Ah, but you've missed two key advantages of CPUs: 1. Superscalar (multiple instr...

Ah, but you've missed two key advantages of CPUs:

1. Superscalar (multiple instructions in one clock tick)

2. SIMD (not as good as GPU, but still substantial)

Ryzen 9 7950X (Zen4 cores, 16-cores) has AVX512. Its only 256-bit wide, but there are 4 pipelines (!!). (Actually, 8 pipelines, but only 4 of them are SIMD. Its complicated, lets just assume 4)

So each pipeline can handle 8x32 bit integers per clock, and up to 4 pipelines can be active at once. I do believe Zen4 allows for 4-pipelines to all be performing the classic "MAD / Multiply-and-accumulate" instruction (very important for padding those matrix multiplication TFLOPS numbers), though how much you want to count this is... rather difficult because the 4x pipelines don't all have the same capabilities.

-----------

I can't say I've tested this out myself. But the Ryzen 9 7950X has a theoretical throughput of 16 cores x 8 ops per pipeline x 4 pipelines == 512 x 32-bit ops per clock tick, and is therefore 4x faster than your "128-core" estimate.
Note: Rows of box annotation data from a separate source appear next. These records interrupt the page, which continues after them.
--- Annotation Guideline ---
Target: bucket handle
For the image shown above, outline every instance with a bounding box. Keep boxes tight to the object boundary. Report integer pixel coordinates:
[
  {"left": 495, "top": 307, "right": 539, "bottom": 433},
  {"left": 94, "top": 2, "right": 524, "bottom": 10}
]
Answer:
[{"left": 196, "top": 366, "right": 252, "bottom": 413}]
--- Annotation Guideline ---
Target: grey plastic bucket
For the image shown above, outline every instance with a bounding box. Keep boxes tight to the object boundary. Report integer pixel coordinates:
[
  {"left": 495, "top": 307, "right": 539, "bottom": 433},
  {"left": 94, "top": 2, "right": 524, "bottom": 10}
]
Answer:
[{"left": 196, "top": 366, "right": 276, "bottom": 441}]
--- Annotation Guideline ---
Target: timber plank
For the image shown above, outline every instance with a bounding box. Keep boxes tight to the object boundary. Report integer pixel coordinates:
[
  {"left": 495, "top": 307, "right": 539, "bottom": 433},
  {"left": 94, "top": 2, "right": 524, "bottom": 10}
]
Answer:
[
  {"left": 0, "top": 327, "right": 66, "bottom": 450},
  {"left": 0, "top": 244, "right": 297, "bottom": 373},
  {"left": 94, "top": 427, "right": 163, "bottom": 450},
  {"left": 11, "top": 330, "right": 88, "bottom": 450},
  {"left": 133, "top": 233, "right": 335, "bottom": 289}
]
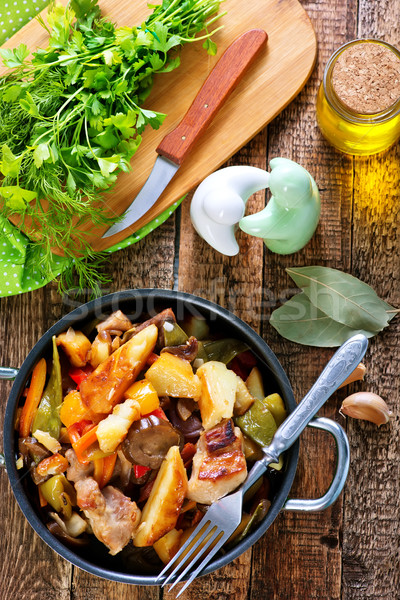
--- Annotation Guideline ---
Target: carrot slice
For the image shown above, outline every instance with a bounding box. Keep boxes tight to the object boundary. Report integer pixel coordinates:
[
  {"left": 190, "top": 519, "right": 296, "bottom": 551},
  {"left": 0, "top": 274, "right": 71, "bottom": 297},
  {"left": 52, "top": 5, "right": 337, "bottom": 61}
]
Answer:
[
  {"left": 19, "top": 358, "right": 46, "bottom": 437},
  {"left": 72, "top": 425, "right": 97, "bottom": 464}
]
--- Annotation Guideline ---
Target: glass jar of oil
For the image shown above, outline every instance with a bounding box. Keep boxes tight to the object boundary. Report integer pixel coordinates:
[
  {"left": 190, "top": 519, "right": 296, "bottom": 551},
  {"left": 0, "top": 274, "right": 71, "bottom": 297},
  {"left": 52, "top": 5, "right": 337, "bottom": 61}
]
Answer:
[{"left": 317, "top": 39, "right": 400, "bottom": 155}]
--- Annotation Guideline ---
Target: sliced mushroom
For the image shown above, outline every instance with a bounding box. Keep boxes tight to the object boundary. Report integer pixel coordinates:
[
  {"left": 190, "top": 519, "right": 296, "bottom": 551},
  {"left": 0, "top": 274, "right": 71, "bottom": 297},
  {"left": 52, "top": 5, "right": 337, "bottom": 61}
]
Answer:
[
  {"left": 161, "top": 336, "right": 199, "bottom": 362},
  {"left": 97, "top": 310, "right": 132, "bottom": 335},
  {"left": 122, "top": 415, "right": 182, "bottom": 469},
  {"left": 135, "top": 308, "right": 176, "bottom": 348}
]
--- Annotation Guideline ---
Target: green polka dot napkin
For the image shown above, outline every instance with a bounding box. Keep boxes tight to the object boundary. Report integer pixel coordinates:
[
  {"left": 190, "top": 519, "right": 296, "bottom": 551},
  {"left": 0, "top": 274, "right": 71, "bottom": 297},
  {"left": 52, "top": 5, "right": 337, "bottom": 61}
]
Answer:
[
  {"left": 0, "top": 0, "right": 182, "bottom": 297},
  {"left": 0, "top": 0, "right": 49, "bottom": 45}
]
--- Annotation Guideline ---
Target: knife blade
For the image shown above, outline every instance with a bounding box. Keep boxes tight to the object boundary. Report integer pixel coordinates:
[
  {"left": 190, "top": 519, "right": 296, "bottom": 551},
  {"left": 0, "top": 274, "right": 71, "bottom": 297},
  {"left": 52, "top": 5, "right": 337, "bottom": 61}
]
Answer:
[{"left": 103, "top": 29, "right": 268, "bottom": 239}]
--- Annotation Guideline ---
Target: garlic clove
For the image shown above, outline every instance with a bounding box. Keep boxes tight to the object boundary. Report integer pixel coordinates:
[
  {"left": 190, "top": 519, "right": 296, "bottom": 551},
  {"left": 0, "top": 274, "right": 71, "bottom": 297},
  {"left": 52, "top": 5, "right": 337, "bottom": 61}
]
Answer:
[
  {"left": 338, "top": 363, "right": 367, "bottom": 389},
  {"left": 339, "top": 392, "right": 393, "bottom": 427}
]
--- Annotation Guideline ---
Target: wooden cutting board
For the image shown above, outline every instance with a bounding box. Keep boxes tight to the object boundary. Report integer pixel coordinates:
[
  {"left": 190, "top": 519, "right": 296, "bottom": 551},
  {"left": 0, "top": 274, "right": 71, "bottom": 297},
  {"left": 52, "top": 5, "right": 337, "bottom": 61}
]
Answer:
[{"left": 0, "top": 0, "right": 317, "bottom": 250}]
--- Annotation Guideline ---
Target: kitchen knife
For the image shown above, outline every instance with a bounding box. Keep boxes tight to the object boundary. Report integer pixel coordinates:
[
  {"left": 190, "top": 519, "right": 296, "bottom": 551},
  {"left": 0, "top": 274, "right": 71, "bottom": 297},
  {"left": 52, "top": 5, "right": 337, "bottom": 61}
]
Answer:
[{"left": 103, "top": 29, "right": 268, "bottom": 238}]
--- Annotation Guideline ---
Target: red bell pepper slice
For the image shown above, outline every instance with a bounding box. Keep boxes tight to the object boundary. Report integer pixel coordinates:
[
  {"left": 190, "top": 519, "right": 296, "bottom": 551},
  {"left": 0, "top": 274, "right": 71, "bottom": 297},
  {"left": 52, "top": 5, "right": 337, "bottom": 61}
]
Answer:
[
  {"left": 68, "top": 365, "right": 94, "bottom": 390},
  {"left": 133, "top": 465, "right": 151, "bottom": 479}
]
Running this code in practice is difficult... but similar to GPU programming. Intel ispc is a good tool for generating optimized AVX512 in the "GPU programming style". I know that OpenMP has a SIMD-statement, and the autovectorizers on GCC/CLang/LLVM are getting better.

A lot of options, all difficult but "valid"... at least valid for a simple brute-force embarrassingly parallel problem as discussed here. Things get rather complicated rather quickly in this space when we talk about practical applications...

------------

Note: to achieve this in practice requires some very careful coding and magic. You'll need to fit inside of the micro-op cache, you'll need to keep the pipeline perfectly open, etc. etc.